Во дворе кого-то громко распекает Маруся Ивановна. Она не видит меня, но я все-таки кланяюсь: "Здравствуйте, здравствуйте". Сворачиваю в длинный туннель ворот – и останавливаюсь: ждут. Беспризора и двое из вчерашних пацанов. Сердце бешено колотится, и я уговариваю себя не бежать. Надо завоевывать место во дворе, а помощи не будет. Никогда больше не будет... Но раньше, чем я делаю шаг, ко мне направляется вчерашний пацан. Не тот, которого я облил помоями (того вообще нет), а тот, что звал Пашку. Подходит, разглядывает, неумело цикает сквозь зубы и неожиданно объявляет:
– У Пашки – "Ракета" и "Красин".
Соображаю: "Ракета" – папиросы-гвоздики по тридцать пять копеек за пачку, "Красин" – спички со знаменитым ледоколом. Молча подхожу, молча беру предложенную папиросу, молча прикуриваю, а они молча смотрят. Это проверка, но я уже курил. И лихо затягиваюсь, неторопливо выпуская дым через ноздри.
– Лафа, – одобряет Пашка.
Он белесый и улыбчивый: второй – Иван – смуглый, скуластый и угрюмо помалкивающий. У него костлявые кулаки, и голова моя начинает плыть не только с глубокой затяжки.
– Откуда приканал?
– Из Крыма. С детдома сбежал.
– Чего так? Крым – лафа.
– Пришлось,– неопределенно говорю я.
Самое безопасное – выдать себя хотя бы за полублатного. Даже отдаленная принадлежность к уголовщине очень уважаема не только в мальчишеской среде. Блатной мир – вернейший союзник в борьбе с внутренними врагами и гнилой интеллигенцией, и в мире, где не доверяют никому, еще с гражданской доверяют вору: я подслушал как-то разговор отца с мамой о "социально близких". А жизнь – даже моя, совсем небольшая – уже подтвердила отцовскую правоту.
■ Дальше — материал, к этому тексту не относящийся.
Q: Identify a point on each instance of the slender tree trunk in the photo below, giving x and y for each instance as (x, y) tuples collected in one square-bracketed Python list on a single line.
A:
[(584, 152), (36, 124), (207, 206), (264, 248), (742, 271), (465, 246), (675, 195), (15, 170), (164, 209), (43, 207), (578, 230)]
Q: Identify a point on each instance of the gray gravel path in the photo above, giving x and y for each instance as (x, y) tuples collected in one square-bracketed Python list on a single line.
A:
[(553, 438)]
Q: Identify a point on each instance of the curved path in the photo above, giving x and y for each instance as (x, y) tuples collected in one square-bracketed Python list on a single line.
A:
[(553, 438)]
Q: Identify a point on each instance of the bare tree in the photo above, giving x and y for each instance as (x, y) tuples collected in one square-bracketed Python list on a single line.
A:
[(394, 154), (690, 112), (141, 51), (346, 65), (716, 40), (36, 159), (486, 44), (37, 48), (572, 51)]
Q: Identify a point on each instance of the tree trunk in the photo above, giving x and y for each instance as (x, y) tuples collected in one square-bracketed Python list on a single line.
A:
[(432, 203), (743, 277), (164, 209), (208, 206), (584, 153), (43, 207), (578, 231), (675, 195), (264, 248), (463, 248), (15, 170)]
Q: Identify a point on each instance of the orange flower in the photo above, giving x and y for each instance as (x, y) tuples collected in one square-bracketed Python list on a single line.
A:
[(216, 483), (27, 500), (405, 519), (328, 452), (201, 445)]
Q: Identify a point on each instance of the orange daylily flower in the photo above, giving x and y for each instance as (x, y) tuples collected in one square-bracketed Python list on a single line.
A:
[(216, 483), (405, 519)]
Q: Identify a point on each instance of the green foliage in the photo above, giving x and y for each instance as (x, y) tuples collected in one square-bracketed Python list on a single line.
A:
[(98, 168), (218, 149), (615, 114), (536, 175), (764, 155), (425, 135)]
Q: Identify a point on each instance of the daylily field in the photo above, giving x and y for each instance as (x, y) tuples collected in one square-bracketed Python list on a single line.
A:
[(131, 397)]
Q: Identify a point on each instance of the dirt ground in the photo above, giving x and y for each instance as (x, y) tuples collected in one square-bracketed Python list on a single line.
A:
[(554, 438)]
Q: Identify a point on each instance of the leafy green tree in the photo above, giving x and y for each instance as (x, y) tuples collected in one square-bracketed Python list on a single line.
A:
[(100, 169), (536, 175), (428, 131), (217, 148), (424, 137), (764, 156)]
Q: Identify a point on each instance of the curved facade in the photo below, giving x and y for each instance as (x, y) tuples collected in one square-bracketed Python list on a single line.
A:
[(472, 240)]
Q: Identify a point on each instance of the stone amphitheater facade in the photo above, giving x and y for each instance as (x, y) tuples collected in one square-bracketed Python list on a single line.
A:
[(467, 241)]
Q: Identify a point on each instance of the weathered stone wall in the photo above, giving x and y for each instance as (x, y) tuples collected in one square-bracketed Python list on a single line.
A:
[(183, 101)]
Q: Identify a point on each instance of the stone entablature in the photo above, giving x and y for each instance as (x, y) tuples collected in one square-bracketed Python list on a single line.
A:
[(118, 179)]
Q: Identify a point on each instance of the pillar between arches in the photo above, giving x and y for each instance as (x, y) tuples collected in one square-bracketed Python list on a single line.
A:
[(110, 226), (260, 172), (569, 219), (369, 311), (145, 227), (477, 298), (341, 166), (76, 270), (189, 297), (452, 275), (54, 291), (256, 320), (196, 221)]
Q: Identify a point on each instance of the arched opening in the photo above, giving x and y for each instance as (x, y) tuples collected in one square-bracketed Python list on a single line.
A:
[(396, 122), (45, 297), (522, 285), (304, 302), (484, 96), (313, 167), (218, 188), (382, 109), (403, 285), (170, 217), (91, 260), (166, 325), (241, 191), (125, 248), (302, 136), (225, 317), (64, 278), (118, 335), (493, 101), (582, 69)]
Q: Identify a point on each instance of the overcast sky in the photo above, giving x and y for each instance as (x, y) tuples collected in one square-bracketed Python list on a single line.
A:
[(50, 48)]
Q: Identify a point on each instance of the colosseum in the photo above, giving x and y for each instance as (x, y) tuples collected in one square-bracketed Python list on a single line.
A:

– С ведром-то, а? – Пашка смеется.– Ну, лафа! Я сразу понял, что ты свой в доску.
А через сутки, к вечеру, приходит Маруся Ивановна.
– Наше вам с кисточкой.
И ей шумно радуются, поят чаем с припрятанными для самых дорогих гостей конфетами, громко смеются ее шуткам. А я смотрю в ее глаза и молчу, чтоб чего-нибудь не испортить в этой ценнейшей дружбе, потому что дворничиха глядит на нас, как на мусор, который придется убирать. В ее взгляде просто нет никаких иных чувств.
Глава третья.
1
Человек привыкает к другим, когда другие привыкают к нему. А ко мне привыкли скоро, мама. И твой брат, дядя Сережа, и его сумрачная жена, тетя Клава, и бес-призора, и пацаны да пацанки двора, и даже сама Маруся Ивановна. И она тоже ко мне привыкла, ты не беспокойся, мама. Все хорошо, я сыт, обут, одет...
Каждый вечер я сочиняю письмо маме. Лежу с закрытыми глазами и отчитываюсь перед мамой, и засыпаю, когда заканчиваю отчет. И проваливаюсь в сон успокоенным и почти прежним.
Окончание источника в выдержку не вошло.